Dendrocnide moroides – Gympie Stinger (seed)
Dendrocnide moroides, commonly known in Australia as the gympie-gympie, gympie stinger, stinging bush (or tree), mulberry-leaved stinger, or simply stinger, is a plant in the nettle family Urticaceae found in rainforest areas of Malesia and Australia. It is notorious for its extremely painful and long-lasting sting. The common name gympie-gympie comes from the language of the indigenous Gubbi Gubbi people of south eastern Queensland. Dendrocnide moroides is a straggly perennial understory shrub, usually flowering and fruiting when less than 3m tall, but it may reach up to 10m in height. The fruit are edible (the ones I tasted were rather bland) but there can be trichomes along the flower stalks so it is not recommended.

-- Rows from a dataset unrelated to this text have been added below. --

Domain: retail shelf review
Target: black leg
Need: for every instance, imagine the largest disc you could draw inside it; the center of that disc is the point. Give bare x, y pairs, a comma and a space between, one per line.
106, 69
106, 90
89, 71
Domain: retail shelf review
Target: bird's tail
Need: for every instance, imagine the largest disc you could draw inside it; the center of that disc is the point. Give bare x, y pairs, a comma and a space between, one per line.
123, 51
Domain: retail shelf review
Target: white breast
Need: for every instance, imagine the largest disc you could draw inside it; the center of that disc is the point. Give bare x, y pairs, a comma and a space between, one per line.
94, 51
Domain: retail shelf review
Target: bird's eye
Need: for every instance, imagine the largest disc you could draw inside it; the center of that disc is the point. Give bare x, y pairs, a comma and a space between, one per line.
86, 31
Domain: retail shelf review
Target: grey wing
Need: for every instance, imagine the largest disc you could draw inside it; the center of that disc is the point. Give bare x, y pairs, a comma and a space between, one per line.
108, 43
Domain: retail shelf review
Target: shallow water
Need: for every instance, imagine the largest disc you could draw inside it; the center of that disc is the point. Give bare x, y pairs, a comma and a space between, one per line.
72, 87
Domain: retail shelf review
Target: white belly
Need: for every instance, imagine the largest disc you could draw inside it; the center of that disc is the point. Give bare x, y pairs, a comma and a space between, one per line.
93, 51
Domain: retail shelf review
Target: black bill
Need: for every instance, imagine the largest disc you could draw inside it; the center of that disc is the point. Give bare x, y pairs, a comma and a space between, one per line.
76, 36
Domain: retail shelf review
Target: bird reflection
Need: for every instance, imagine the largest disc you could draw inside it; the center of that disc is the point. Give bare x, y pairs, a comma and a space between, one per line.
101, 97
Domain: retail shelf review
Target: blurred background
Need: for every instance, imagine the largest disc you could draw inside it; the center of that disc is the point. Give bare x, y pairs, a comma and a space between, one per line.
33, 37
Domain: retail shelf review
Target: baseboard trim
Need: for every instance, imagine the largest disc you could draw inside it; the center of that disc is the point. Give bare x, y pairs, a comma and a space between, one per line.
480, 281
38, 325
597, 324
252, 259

Researchers at UQ’s Institute for Molecular Bioscience found a completely new class of neurotoxin miniprotein, which they named ‘gympietides‘ after the common name. “Although they come from a plant, the gympietides are similar to spider and cone snail toxins in the way they fold into their 3D molecular structures and target the same pain receptors—this arguably makes the Gympie-Gympie tree a truly ‘venomous’ plant. Dr Vetter said the long-lasting pain from the stinging tree may be explained by the gympietides permanently changing the sodium channels in the sensory neurons, not due to the fine hairs getting stuck in the skin (full article here.)
Care and Cultivation of Dendrocnide moroides
Dendrocnide moroides seed should be sown just under surface of good seed raising mix in full sun to part shade. Likes a full sun or part shade position with adequate moisture and regular fertiliser.
Needless to say, you should be extremely careful growing and cultivating this plant as a curiosity.